Re: [PATCHES] poi as calculation engine

Posted by Javen O'Neal <on...@apache.org>.

How about we adopt a full lazy-evaluation approach for Formula objects?
Either _byteEncoding and _encodedTokenLen should be provided or
_ptgTokens should be provided. Only when the other is needed should
Ptg.readTokens or Ptg.serializeTokens be called.

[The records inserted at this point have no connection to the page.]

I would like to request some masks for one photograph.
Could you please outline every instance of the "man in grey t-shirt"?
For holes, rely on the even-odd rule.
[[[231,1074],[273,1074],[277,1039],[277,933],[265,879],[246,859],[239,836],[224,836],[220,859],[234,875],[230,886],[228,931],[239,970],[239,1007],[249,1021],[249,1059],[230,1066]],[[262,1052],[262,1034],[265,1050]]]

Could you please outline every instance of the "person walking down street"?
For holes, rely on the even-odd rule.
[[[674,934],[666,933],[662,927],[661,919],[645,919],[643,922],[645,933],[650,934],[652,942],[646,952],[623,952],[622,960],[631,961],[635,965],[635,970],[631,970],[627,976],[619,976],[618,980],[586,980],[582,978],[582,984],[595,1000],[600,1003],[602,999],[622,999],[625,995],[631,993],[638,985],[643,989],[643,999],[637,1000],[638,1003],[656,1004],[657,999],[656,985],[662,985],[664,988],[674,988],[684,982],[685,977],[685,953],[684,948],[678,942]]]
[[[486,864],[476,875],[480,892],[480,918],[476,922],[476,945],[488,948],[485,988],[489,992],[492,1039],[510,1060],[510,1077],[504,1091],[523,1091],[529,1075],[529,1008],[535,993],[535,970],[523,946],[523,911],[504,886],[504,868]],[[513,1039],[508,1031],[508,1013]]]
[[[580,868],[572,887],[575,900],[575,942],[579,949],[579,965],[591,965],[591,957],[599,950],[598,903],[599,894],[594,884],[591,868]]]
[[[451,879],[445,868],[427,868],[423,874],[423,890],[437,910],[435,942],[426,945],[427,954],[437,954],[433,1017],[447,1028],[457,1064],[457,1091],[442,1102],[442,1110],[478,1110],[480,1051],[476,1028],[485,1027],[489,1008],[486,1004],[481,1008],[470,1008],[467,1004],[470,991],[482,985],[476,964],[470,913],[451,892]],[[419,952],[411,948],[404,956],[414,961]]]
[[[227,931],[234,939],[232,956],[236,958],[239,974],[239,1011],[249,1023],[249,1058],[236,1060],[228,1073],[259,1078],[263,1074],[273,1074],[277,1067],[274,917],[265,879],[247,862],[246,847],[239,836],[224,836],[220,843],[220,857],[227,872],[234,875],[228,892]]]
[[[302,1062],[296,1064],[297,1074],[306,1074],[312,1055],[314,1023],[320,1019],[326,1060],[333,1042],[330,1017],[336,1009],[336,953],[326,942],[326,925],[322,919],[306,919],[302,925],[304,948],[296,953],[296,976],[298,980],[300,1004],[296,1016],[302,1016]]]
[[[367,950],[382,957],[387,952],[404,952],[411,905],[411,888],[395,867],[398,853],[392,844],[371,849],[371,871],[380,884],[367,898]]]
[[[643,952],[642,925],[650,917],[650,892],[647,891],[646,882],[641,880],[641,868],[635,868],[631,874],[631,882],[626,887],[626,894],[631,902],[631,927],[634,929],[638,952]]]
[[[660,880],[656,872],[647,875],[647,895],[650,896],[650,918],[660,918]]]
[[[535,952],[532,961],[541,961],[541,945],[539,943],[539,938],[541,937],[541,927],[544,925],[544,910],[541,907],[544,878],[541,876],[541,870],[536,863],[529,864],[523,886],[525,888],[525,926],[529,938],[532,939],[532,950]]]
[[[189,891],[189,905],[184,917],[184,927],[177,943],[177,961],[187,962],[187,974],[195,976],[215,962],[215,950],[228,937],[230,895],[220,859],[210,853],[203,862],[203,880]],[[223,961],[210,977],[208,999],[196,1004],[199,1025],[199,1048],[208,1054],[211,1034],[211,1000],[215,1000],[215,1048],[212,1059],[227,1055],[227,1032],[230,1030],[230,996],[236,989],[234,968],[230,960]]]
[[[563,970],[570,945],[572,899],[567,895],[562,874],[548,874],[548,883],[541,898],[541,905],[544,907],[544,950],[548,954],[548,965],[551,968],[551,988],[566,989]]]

As I understand it, reading and serializing tokens is pretty
expensive, and eager evaluation is expensive if the results are never
used.

There should be:
> private Formula(final byte[] byteEncoding, final int encodedTokenLen);
> private Formula(final Ptg[] cachedTokens);
I don't think a third constructor is necessary with the current code
and enough lazy evaluation, but here's a 3rd constructor
> private Formula(final byte[] byteEncoding, final int encodedTokenLen, final Ptg[] cachedTokens);

I think we're less likely to rewrite org.apache.poi.hssf.model with
SpreadsheetVersion code since it would encourage incorrect usage (the
mailing list would explode). However, if you can get to the bottom of
why HSSF formula evaluation is faster with some profiling (perhaps
it's the expensive xmlbean reading and writing that's slowing XSSF
down), then we could go that avenue.
1. Find and fix the largest contributors to the overall formula
evaluation time for your XSSF and HSSF test cases.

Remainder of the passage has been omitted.